Markings are assigned by the manufacturer. As with aluminum rims, steel rims also have embossed markings – each manufacturer places them differently, but you can usually find them on the front of the rim . These markings will help you perfectly match the steel rim to your car. The photos below show the steel rims available in our store, and as you can see, you can easily read all the technical parameters.

What do the symbols on the rims mean?

An example rim marking might look like this: 17x7.5J 5x112 ET38 66.5 . What do we learn from this notation? Let's see:

• 17 - rim diameter expressed in inches,
• 7.5 - rim width expressed in inches,
• J - is a flange profile dedicated to passenger cars,
• ET38 - is the offset of the car rim of 38 mm,
• 66.5 - diameter of the central hole expressed in mm.

How to read the ET of a rim?

ET is a dimension given in millimeters. It represents the distance between the mounting plane (the contact surface of the rim with the vehicle hub) and the rim's axis of symmetry (the plane passing through the center of the rim's width). The figure below shows which distance is the ET parameter.

To determine the ET, simply measure the distance between any point on the mounting surface inside the rim, directly adjacent to the wheel hub, and the rim's axis of symmetry. However, in practice, this isn't always easy. Furthermore, the measurement must be precise to the millimeter. Therefore, the ET marking on rims is commonly used. This facilitates quick reading of this parameter's value.

ET calculations are especially important if you want to use rims with a different width than the factory ones. Wider wheels than the original are one of the most common tuning procedures. The position of the rim relative to the vehicle depends not only on the ET value. The width is also important. The edge of a 9.5" rim will protrude further from the center of the vehicle than a 7.5" rim – even if their ET values are identical.

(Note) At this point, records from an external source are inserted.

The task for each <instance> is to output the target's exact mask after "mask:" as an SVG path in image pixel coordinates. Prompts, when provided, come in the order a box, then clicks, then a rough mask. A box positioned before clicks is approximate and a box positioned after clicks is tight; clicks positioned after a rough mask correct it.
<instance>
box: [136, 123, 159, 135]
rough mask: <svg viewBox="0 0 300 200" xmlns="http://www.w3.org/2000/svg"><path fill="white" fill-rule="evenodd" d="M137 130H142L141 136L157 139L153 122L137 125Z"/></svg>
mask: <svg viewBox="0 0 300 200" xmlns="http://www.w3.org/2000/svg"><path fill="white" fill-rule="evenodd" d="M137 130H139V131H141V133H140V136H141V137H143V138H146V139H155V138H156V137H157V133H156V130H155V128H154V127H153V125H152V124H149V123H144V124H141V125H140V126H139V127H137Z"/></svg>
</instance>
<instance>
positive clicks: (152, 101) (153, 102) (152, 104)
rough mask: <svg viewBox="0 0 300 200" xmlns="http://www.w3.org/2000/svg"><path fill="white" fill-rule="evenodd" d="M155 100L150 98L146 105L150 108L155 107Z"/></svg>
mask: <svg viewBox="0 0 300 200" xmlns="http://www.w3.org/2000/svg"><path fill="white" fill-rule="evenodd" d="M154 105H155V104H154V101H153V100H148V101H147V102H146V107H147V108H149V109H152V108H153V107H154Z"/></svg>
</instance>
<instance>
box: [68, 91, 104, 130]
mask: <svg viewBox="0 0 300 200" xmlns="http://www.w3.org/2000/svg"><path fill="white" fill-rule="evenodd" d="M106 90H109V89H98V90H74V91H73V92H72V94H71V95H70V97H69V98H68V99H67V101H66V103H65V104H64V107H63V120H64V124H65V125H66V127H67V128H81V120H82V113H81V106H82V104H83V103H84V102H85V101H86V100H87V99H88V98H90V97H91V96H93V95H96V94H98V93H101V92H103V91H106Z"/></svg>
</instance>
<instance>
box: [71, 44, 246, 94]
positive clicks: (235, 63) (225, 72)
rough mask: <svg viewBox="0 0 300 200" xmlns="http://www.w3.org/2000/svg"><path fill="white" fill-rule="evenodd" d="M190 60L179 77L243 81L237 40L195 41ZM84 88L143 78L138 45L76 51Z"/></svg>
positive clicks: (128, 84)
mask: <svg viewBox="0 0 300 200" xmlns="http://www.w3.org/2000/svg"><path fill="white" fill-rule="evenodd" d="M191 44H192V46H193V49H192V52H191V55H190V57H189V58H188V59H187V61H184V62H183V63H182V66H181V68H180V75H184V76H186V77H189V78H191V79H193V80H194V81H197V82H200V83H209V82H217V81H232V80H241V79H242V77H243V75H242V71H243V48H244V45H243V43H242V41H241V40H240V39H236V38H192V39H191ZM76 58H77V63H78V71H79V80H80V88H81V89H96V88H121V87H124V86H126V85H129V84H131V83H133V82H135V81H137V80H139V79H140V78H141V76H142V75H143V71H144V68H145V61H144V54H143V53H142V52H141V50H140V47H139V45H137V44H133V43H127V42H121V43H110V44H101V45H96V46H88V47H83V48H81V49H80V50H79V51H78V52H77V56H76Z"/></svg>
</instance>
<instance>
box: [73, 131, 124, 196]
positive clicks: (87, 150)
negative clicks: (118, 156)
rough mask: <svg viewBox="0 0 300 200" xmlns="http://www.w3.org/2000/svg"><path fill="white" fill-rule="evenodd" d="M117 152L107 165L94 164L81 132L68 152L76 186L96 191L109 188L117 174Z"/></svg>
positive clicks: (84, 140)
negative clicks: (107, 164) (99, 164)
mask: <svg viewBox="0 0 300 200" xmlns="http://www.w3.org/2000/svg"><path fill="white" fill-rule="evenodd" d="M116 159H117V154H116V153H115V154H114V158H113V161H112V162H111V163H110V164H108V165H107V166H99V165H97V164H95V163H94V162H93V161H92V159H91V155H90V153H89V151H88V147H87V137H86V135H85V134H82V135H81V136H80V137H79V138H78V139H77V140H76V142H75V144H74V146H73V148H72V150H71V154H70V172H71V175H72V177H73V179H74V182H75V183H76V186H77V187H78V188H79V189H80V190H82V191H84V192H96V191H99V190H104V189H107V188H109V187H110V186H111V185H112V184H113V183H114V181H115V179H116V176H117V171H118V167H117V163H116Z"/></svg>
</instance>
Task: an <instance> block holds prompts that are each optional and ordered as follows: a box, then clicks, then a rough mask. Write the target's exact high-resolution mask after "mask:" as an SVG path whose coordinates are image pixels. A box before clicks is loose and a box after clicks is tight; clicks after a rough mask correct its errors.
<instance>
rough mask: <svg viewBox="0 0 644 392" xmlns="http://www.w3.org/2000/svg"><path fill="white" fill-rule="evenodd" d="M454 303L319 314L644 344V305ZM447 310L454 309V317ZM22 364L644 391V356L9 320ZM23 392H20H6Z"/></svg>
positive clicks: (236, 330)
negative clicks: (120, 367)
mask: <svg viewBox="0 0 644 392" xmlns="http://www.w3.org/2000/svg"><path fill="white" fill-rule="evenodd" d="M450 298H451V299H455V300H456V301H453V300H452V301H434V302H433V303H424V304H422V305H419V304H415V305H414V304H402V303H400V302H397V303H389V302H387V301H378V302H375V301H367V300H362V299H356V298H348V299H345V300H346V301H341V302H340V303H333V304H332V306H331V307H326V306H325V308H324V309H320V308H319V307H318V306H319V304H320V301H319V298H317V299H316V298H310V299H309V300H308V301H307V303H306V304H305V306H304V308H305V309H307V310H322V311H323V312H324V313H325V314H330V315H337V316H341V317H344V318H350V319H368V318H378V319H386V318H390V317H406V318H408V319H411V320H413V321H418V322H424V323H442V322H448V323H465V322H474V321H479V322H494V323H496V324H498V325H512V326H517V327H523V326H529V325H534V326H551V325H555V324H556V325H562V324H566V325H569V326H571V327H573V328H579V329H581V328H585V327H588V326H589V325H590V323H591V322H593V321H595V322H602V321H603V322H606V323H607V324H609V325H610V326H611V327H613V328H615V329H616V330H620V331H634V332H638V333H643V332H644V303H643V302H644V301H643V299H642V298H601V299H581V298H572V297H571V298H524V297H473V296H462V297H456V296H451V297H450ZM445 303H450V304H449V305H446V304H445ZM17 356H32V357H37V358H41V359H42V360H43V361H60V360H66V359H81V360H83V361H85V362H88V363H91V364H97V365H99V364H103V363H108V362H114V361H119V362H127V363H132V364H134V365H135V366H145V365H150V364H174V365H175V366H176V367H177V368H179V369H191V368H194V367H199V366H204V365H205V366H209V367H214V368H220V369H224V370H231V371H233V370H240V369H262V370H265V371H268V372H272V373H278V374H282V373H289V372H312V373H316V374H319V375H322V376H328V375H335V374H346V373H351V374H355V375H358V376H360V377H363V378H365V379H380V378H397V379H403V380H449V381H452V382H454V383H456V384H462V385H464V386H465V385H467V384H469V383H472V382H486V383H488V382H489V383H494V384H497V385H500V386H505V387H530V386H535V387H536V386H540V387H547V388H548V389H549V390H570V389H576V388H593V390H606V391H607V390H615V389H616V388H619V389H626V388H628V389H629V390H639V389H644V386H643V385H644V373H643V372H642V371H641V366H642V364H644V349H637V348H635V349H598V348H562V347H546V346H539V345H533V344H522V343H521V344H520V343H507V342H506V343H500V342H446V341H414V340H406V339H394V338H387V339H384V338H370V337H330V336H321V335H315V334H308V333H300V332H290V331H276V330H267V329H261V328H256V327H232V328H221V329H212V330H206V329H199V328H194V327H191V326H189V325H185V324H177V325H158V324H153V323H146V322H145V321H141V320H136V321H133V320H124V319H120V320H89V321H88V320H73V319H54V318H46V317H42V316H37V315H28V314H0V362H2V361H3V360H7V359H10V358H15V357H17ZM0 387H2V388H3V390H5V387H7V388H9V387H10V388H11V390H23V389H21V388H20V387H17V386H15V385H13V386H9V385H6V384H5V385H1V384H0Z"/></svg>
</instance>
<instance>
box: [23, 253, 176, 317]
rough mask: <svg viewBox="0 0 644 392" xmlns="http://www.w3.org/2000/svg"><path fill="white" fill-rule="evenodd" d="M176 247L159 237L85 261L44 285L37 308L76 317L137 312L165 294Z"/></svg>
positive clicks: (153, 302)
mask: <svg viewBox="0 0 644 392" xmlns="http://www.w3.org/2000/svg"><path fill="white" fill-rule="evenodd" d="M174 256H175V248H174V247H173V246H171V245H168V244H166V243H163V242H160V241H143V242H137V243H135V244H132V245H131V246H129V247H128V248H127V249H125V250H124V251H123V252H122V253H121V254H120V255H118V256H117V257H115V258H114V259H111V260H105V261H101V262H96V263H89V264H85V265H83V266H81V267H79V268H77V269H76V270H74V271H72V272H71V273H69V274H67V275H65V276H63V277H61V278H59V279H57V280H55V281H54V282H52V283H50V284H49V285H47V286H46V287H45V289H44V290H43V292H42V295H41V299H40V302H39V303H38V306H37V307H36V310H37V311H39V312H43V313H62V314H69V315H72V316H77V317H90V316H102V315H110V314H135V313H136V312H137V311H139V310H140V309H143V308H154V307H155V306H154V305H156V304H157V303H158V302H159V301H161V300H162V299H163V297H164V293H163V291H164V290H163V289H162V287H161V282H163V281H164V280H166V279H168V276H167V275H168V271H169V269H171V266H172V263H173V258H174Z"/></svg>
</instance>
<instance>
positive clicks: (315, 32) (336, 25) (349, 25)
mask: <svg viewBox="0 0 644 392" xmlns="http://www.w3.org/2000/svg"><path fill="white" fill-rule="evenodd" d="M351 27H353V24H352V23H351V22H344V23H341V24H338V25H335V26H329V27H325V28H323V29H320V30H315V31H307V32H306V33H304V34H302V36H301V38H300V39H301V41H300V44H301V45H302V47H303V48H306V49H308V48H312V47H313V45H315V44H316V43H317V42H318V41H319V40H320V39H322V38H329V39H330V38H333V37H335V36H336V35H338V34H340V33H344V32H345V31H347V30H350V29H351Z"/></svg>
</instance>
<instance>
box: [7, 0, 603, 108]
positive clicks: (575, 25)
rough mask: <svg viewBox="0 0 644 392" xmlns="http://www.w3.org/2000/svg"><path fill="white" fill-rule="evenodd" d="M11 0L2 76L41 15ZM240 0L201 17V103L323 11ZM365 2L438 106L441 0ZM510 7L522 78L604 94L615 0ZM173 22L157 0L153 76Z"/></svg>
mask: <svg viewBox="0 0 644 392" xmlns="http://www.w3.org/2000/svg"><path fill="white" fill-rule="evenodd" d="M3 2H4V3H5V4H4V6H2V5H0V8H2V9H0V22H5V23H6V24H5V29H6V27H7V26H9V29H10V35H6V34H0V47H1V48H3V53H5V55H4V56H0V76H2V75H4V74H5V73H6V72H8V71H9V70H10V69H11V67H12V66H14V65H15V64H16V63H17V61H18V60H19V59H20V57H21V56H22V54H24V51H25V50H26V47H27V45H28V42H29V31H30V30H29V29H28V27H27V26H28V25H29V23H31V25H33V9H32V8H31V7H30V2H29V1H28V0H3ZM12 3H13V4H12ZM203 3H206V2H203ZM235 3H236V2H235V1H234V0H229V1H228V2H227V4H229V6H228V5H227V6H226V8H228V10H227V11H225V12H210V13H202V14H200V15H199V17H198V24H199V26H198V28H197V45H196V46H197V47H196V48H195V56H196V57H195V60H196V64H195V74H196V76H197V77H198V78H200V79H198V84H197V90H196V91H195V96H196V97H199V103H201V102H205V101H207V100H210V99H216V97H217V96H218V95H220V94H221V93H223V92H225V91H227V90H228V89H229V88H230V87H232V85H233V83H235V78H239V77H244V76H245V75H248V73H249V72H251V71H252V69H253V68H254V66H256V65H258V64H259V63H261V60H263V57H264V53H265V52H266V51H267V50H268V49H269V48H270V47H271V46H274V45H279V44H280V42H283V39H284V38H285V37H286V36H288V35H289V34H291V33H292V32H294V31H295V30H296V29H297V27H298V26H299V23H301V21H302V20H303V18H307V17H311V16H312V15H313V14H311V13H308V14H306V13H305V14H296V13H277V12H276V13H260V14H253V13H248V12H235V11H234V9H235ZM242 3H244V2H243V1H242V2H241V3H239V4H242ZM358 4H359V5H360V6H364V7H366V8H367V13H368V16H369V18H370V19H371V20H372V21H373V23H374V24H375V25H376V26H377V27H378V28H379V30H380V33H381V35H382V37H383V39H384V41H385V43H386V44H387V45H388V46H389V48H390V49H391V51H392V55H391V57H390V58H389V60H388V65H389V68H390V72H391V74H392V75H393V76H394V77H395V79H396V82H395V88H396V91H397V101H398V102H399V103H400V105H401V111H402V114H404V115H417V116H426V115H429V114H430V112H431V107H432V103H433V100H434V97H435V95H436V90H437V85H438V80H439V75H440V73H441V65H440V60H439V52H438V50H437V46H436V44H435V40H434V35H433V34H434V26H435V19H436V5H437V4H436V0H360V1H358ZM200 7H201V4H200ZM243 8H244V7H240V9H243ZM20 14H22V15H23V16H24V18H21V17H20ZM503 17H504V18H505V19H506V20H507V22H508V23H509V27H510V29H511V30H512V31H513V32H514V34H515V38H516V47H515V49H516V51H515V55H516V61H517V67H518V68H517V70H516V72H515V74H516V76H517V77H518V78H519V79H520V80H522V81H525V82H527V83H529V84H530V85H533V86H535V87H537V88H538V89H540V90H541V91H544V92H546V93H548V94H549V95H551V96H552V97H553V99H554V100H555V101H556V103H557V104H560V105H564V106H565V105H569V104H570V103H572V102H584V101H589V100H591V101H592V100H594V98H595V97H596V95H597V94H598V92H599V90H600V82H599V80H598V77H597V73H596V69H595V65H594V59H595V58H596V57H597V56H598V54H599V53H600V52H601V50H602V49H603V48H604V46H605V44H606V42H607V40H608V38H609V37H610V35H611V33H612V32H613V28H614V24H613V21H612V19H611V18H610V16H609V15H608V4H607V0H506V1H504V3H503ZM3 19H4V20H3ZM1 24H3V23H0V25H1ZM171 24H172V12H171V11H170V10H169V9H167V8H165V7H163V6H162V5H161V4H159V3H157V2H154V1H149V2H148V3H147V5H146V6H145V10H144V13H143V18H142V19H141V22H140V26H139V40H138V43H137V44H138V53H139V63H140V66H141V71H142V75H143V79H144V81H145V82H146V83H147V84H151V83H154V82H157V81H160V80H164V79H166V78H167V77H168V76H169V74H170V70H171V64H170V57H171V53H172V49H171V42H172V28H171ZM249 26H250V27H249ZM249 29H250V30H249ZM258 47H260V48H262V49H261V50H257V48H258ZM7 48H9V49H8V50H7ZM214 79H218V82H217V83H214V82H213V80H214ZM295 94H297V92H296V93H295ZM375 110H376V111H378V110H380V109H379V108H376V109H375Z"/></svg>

The correct selection of rims for each car

Wheel markings contain a wealth of important information, so before purchasing the perfect wheels for your car, carefully verify these parameters . Our configurator is helpful – both by car model and wheel size. If you have any doubts, our qualified team will be happy to help you choose the right alloy wheels.

Aluminum rim tests – what durability do they offer?

Before an aluminum wheel is released to the market, it must pass a series of rigorous durability tests, compliant with international standards such as JWL, VIA, SAE, and TÜV. Premium models are often subjected to even more demanding internal manufacturer testing, ensuring their high quality and safety. Compared to steel wheels, aluminum wheels are characterized by greater stiffness and resistance to deformation, translating into better driving characteristics. Below are key durability tests that determine the durability and reliability of aluminum wheels.

✅ Static load test - checks the maximum load a rim can withstand under vertical pressure. Standard rims must withstand a minimum load of 600-800 kg per wheel (depending on the vehicle type approval and class).

✅ Fatigue test - tests the rim's resistance to sustained loads. Under simulated conditions, the rim undergoes 100,000-1,000,000 stress cycles, representing its long-term use. This includes radial and torsional tests, simulating driving on uneven terrain and dynamic cornering.

✅ Impact test - simulates hitting a curb or pothole. A 225-350 kg weight is dropped onto the rim from a height of 230 mm, generating impact energy of 5,000-7,500 J. The rim must not crack in critical areas or cause a sudden loss of tire pressure.

Test standards are designed to ensure the wheel can withstand extreme conditions that rarely occur in real life. For example, a fatigue test simulates driving for hundreds of thousands of kilometers in a short period of time, allowing for accelerated durability testing. Premium aluminum and forged wheels perform best, characterized by high stiffness and resistance to extreme conditions. Models certified by JWL, VIA, SAE, or TÜV guarantee the highest quality and safety. Aluminum wheels are not only stylish but above all durable and reliable on the road!